Fifa akan menilai apakah para pemain tim nasional Argentina melanggar peraturan setelah menampilkan spanduk yang mendukung klaim negara mereka atas Kepulauan Falkland usai kemenangan mereka di semifinal Piala Dunia melawan Inggris.
Langkah ini diambil setelah pemerintah Inggris melalui Downing Street menyerukan penyelidikan terhadap perayaan tersebut, di mana sejumlah pemain Argentina terlihat mengibarkan spanduk bertuliskan “Las Malvinas son Argentinas”, yang berarti “Kepulauan Falkland adalah milik Argentina”.
Para pemain Argentina memamerkan spanduk bertuliskan “Las Malvinas son Argentinas”.
Argentina berhasil bangkit dari ketertinggalan untuk mengalahkan Inggris dengan skor 2-1, dan sang juara bertahan itu akan menghadapi Spanyol di final pada hari Minggu mendatang.
Seorang juru bicara Fifa mengatakan: “Sebagaimana prosedur standar, Komite Disiplin independen Fifa saat ini sedang menilai laporan pertandingan dan mempertimbangkan berbagai keadaan yang relevan sebelum memutuskan langkah lebih lanjut sesuai dengan Kode Disiplin Fifa.”
Asosiasi Sepak Bola Argentina (AFA) sebelumnya pernah didenda sebesar £20.000 oleh Fifa pada tahun 2014 setelah para pemainnya mengangkat spanduk dengan pesan yang sama.
Badan pengatur tersebut menyatakan bahwa tindakan itu, yang dilakukan setelah kemenangan dalam laga persahabatan melawan Slovenia, telah melanggar aturan mengenai tindakan politik dan perilaku tim. Sepanjang turnamen Piala Dunia ini, para pendukung Argentina juga kerap menyanyikan lagu-lagu yang menyinggung Kepulauan Falkland.
Pasal 34.3 dalam peraturan Fifa melarang pemain menampilkan pesan atau slogan politik dalam bentuk apa pun sebelum, selama, atau setelah pertandingan.

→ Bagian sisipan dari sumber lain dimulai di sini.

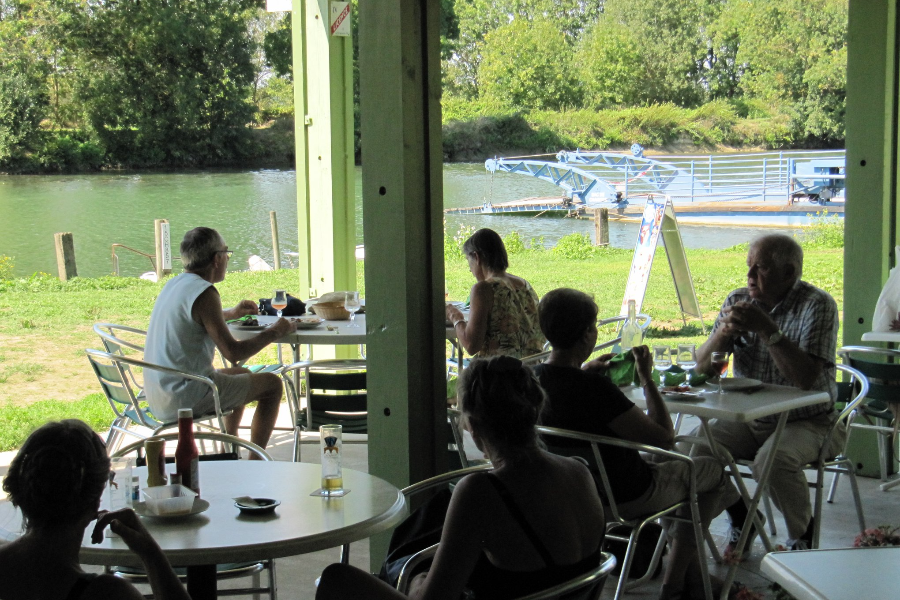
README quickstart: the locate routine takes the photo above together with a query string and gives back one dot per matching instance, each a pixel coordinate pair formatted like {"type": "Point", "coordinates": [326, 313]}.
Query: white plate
{"type": "Point", "coordinates": [247, 327]}
{"type": "Point", "coordinates": [200, 505]}
{"type": "Point", "coordinates": [737, 384]}
{"type": "Point", "coordinates": [307, 322]}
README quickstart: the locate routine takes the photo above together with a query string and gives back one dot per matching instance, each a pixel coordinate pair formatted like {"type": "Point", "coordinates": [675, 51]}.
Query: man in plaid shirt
{"type": "Point", "coordinates": [780, 330]}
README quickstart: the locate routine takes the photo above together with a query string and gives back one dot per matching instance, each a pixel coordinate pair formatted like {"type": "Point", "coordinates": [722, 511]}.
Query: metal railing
{"type": "Point", "coordinates": [758, 176]}
{"type": "Point", "coordinates": [150, 257]}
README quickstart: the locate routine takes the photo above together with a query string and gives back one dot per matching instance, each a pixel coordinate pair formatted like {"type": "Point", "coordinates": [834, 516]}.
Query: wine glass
{"type": "Point", "coordinates": [351, 304]}
{"type": "Point", "coordinates": [279, 301]}
{"type": "Point", "coordinates": [662, 360]}
{"type": "Point", "coordinates": [719, 361]}
{"type": "Point", "coordinates": [686, 358]}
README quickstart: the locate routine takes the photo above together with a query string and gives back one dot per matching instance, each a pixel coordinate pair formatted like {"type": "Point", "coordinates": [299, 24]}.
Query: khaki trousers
{"type": "Point", "coordinates": [800, 444]}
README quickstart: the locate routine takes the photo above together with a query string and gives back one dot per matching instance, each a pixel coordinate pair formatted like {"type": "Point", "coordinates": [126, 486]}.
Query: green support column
{"type": "Point", "coordinates": [323, 117]}
{"type": "Point", "coordinates": [871, 121]}
{"type": "Point", "coordinates": [400, 87]}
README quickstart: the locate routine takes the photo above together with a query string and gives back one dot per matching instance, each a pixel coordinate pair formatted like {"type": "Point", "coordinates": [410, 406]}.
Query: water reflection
{"type": "Point", "coordinates": [102, 209]}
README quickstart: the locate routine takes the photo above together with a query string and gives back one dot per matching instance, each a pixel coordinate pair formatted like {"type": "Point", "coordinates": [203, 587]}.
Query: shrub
{"type": "Point", "coordinates": [453, 245]}
{"type": "Point", "coordinates": [575, 246]}
{"type": "Point", "coordinates": [825, 232]}
{"type": "Point", "coordinates": [6, 267]}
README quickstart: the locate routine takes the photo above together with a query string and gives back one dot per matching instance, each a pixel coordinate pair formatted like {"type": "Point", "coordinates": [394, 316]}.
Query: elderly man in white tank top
{"type": "Point", "coordinates": [188, 324]}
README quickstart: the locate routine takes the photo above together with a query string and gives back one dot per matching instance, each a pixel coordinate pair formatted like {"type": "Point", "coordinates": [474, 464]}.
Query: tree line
{"type": "Point", "coordinates": [766, 72]}
{"type": "Point", "coordinates": [93, 83]}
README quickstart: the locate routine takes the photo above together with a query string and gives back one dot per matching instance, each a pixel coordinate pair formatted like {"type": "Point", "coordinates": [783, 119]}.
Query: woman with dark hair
{"type": "Point", "coordinates": [503, 308]}
{"type": "Point", "coordinates": [535, 521]}
{"type": "Point", "coordinates": [56, 481]}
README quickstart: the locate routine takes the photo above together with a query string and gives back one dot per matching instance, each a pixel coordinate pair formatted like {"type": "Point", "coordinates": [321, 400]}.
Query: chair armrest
{"type": "Point", "coordinates": [414, 561]}
{"type": "Point", "coordinates": [118, 360]}
{"type": "Point", "coordinates": [437, 480]}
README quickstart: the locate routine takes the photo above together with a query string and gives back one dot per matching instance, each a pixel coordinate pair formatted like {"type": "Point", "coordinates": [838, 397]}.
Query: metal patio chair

Pada hari Kamis sebelumnya, kantor Perdana Menteri Inggris (No 10) mendukung seruan untuk menyelidiki perayaan Argentina tersebut, dan menggemakan pernyataan Menteri Bisnis Peter Kyle yang mengatakan bahwa badan pengatur sepak bola dunia itu harus “menyelidiki secara menyeluruh” perilaku sang juara bertahan.
“Piala Dunia mungkin bukan milik kami, tetapi Kepulauan Falkland jelas milik kami,” ujar juru bicara Downing Street. “Sikap kami tidak berubah. Hak menentukan nasib sendiri berada di tangan penduduk pulau. Komitmen kami terhadap Falkland tidak akan pernah goyah.”
Ketegangan politik antara Argentina dan Inggris mengenai wilayah tersebut telah berlangsung selama beberapa dekade, setelah memuncak menjadi perang singkat namun berdarah pada tahun 1982.
Buenos Aires secara berulang kali mengklaim kedaulatan atas kepulauan tersebut, yang terletak sekitar 8.000 mil dari Inggris dan 300 mil dari daratan utama Argentina.
Veteran Perang Falkland, Simon Weston, yang terluka saat bertugas dalam konflik tersebut ketika kapal RFA Sir Galahad dibom, mengatakan bahwa para pemain Argentina telah “merendahkan” kemenangan mereka dengan aksi itu.
Kepada The Independent, Weston mengatakan bahwa melihat spanduk itu dikibarkan membuatnya “sangat sedih atas kurangnya profesionalisme dan kedewasaan para pemain Argentina”.
“Hal itu juga membuat saya merasa sangat sedih untuk penduduk Kepulauan Falkland, yang telah dengan jelas menyatakan siapa yang mereka ingin pimpin mereka. Bukan hak pihak lain untuk menentukan dengan siapa seseorang harus berpihak. Itulah yang disebut kebebasan; itulah yang disebut demokrasi,” ujarnya.